Nearly a week after US President Donald Trump first announced what he said was the first US ground strike in a four-month-long military pressure campaign against Venezuela, details remain very thin on the ground.
CNN and the New York Times on Monday reported that they confirmed the CIA had used a drone to target a “port facility” allegedly used by the Tren de Aragua street gang. No casualties were reported, but the date, time and location of the attack remain unknown.
Meanwhile, Venezuelan President Nicolas Maduro and his government have remained silent.
If confirmed, the first strike on land would mark a new phase in a campaign that since August last year has involved the deployment of a massive US naval fleet, airstrikes that have so far killed 107 people, a “total blockade” of sanctioned oil tankers, the seizure of two vessels and the pursuit of a third.
Independent organizations, activists and analysts in Venezuela have so far been unable to find any details of an attack.
Whether or not the strike even took place, analysts agreed that Trump’s announcement itself marks his latest move in a shadow war aimed at removing Maduro from power.
“Obviously, the US doesn’t want to call it a war, because that would trigger congressional oversight ... but it is a war, as people are dying — and they’re dying in a very explicit and loud way with these airstrikes on boats,” said Alejandro Velasco, a historian of modern Venezuela and a professor at New York University.
Maduro is also waging his own war to stay in power: “That’s the only thing he and the people around him are concerned about. For them, the war is about how to survive one more day,” he added.
Chatham House senior research fellow for Latin America Christopher Sabatini said the US is already running a psychological operations campaign against Venezuela.
“It’s not a war that involves massive amounts of weapons yet, because I think neither side has the stomach to do that... So it’s more of a war of moving of pieces and hoping one side folds,” he said.

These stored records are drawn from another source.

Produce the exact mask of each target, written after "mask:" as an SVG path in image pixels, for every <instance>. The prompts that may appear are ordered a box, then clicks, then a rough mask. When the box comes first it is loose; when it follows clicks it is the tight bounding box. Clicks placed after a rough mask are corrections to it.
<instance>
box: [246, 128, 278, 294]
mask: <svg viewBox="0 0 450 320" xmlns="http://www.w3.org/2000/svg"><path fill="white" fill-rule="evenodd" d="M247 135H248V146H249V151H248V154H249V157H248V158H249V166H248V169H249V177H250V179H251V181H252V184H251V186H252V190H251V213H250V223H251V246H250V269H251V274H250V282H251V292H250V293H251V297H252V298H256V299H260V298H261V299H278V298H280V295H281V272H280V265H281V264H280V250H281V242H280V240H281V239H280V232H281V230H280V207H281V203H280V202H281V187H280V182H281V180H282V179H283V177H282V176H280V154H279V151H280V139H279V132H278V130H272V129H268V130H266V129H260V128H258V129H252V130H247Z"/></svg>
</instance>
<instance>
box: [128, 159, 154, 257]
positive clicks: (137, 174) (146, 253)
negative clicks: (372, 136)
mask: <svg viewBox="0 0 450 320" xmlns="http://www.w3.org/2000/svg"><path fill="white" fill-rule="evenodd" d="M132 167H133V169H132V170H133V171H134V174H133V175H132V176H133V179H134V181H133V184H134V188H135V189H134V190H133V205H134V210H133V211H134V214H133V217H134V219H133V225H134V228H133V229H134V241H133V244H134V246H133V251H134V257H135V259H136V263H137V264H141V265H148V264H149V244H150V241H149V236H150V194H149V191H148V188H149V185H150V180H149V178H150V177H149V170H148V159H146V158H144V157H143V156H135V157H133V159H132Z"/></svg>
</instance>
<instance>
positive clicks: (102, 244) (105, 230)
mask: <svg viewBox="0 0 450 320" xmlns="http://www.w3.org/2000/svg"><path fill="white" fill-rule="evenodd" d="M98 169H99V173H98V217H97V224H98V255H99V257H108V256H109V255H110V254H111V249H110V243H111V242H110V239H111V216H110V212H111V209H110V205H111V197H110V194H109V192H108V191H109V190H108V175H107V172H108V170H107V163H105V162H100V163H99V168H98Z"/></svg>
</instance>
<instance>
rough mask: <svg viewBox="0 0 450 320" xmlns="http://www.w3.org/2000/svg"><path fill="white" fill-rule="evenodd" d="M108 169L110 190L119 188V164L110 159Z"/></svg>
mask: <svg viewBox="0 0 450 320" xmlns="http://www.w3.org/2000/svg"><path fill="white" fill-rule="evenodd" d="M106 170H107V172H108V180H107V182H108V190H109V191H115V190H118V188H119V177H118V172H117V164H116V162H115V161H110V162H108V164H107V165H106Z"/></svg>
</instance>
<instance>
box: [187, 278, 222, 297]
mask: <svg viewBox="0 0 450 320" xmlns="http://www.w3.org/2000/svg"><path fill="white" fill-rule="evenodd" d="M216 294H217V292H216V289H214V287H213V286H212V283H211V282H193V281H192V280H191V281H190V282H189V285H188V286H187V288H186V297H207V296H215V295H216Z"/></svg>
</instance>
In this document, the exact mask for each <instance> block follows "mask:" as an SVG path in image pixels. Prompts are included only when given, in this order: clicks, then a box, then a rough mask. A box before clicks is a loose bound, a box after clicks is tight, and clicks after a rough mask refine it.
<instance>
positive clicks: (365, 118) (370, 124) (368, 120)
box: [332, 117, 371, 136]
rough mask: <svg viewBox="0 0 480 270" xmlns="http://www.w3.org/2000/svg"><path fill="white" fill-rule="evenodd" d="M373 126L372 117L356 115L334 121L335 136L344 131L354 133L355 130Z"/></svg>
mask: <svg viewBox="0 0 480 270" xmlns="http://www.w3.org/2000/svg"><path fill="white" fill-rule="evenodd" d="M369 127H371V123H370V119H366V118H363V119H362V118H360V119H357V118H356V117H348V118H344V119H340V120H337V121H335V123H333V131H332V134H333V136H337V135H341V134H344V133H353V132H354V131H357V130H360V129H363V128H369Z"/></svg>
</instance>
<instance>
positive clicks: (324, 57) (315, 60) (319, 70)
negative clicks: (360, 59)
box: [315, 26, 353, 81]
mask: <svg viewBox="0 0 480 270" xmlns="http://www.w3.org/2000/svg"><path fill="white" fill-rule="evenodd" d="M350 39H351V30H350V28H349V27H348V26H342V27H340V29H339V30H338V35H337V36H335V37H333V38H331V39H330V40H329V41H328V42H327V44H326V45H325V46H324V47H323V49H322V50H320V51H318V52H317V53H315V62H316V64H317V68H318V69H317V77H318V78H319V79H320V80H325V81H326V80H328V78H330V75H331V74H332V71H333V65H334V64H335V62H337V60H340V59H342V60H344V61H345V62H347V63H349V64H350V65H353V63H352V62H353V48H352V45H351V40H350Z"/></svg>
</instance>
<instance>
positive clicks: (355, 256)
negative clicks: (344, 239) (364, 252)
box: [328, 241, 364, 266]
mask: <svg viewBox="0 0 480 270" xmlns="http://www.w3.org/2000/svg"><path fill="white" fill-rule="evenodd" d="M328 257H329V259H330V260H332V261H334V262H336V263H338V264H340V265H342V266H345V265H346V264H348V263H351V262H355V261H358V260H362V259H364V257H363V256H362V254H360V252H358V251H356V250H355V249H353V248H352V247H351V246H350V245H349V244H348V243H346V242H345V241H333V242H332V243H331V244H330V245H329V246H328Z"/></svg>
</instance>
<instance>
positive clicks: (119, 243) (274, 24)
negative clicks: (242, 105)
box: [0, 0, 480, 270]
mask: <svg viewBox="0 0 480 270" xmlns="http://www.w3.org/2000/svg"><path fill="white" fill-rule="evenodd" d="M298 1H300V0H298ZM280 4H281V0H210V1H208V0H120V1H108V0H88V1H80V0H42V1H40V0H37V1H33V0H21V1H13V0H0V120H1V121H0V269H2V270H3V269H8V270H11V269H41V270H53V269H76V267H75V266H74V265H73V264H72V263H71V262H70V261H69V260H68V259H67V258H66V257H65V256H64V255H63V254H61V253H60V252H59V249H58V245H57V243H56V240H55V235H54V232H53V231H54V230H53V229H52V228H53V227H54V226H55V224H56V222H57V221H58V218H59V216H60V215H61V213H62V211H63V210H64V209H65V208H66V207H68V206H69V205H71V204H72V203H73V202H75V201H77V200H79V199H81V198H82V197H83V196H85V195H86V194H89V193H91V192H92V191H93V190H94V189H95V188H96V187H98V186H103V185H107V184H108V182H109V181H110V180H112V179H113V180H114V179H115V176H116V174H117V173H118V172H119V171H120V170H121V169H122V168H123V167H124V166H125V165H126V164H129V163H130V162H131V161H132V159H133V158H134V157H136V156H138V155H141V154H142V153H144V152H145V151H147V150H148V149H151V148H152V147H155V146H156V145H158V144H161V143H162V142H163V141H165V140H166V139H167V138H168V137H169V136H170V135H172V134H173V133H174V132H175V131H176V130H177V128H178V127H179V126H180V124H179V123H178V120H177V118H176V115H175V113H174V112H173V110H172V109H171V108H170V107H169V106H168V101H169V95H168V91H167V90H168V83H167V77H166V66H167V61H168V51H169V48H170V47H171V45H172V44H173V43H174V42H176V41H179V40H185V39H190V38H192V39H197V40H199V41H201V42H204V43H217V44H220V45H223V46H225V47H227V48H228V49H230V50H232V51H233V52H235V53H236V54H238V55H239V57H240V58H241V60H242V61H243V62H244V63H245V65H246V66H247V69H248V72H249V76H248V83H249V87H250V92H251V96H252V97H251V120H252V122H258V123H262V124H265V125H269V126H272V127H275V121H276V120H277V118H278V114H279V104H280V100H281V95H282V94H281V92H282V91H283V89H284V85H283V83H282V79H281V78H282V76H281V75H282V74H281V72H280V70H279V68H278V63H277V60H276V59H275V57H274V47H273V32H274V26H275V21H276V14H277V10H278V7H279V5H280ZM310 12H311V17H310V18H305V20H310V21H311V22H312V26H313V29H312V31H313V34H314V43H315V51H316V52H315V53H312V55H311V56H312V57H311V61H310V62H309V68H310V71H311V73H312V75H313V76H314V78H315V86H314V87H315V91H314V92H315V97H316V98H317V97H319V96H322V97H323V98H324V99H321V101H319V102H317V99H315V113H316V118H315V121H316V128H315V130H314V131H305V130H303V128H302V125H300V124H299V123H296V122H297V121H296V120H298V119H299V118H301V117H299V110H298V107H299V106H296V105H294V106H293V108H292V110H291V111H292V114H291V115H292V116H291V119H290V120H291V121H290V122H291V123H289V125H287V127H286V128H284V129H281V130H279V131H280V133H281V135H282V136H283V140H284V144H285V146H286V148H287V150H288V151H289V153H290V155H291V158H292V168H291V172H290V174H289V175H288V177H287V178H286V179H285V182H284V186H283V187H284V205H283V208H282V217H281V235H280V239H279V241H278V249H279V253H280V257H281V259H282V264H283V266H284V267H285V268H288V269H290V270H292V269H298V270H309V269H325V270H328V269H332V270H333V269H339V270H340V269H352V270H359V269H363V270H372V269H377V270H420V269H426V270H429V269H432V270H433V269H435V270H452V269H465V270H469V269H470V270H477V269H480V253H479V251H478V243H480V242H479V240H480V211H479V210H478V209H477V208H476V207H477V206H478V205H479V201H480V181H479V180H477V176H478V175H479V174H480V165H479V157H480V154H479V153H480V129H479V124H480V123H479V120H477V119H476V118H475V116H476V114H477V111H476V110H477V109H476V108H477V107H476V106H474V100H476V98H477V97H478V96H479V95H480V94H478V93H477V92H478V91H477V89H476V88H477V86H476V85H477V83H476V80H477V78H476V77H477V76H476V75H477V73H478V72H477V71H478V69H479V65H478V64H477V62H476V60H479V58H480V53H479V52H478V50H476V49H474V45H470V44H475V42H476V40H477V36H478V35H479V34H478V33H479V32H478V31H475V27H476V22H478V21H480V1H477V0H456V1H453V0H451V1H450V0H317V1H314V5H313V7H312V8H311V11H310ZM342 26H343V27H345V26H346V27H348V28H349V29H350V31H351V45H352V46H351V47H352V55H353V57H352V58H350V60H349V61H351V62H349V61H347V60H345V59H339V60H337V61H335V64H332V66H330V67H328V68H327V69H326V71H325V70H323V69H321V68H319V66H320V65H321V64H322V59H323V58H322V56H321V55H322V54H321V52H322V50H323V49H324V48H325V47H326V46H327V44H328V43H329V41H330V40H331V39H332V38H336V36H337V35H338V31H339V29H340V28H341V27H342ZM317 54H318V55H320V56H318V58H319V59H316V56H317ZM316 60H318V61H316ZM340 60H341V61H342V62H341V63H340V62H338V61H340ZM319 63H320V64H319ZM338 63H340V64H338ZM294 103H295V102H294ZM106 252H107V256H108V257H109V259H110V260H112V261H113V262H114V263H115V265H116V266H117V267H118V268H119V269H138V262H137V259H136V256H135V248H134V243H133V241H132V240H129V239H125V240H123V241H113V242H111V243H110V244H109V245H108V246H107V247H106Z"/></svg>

It is that logic that has driven all of Trump’s moves so far, from the military buildup to the attacks on boats and the seizure of oil tankers, Sabatini said.
“Trump’s entire plan hinges on the idea that someone in Maduro’s inner circle will defect and say: ‘Maduro, you’ll leave and we’re forming a new government.’ With every step, the US doubled down on that strategy, even though it didn’t work,” he added.
The alleged first strike on land would be Trump’s latest attempt in that strategy, Sabatini said.
Central University of Venezuela criminology professor Andres Antillano said it was “unlikely” that the strike, if it occurred at all, destroyed any significant drug infrastructure.
He is among several experts on Venezuelan drug trafficking who said that, despite initial US claims that the military pressure is part of a so-called “war on drugs,” the country plays a relatively minor role in global cocaine trafficking — and is certainly not responsible for the most significant volumes reaching the US.
“There is an exaggeration of the Tren de Aragua, which is in fact very weakened and fragmented... If the attack really happened, it may have hit a small fishing village from which speedboats carrying cocaine depart,” Antillano said.
It could have occurred in an “isolated place, which is why nothing is known,” he said, adding that the Maduro regime also might not want to acknowledge the attack.
Venezuela took weeks to comment on the deadly airstrikes in the Caribbean, initially claiming the images were fake.
“In any case, even if everything Trump has said is true, it still seems to me an attack with minimal impact, despite its media coverage. That was more or less what happened with the airstrikes on boats: They led to the deaths of fishers, possibly some linked to drug trafficking, but they had no impact on drug trafficking itself nor did they shake the foundations of the Maduro government,” Antillano said.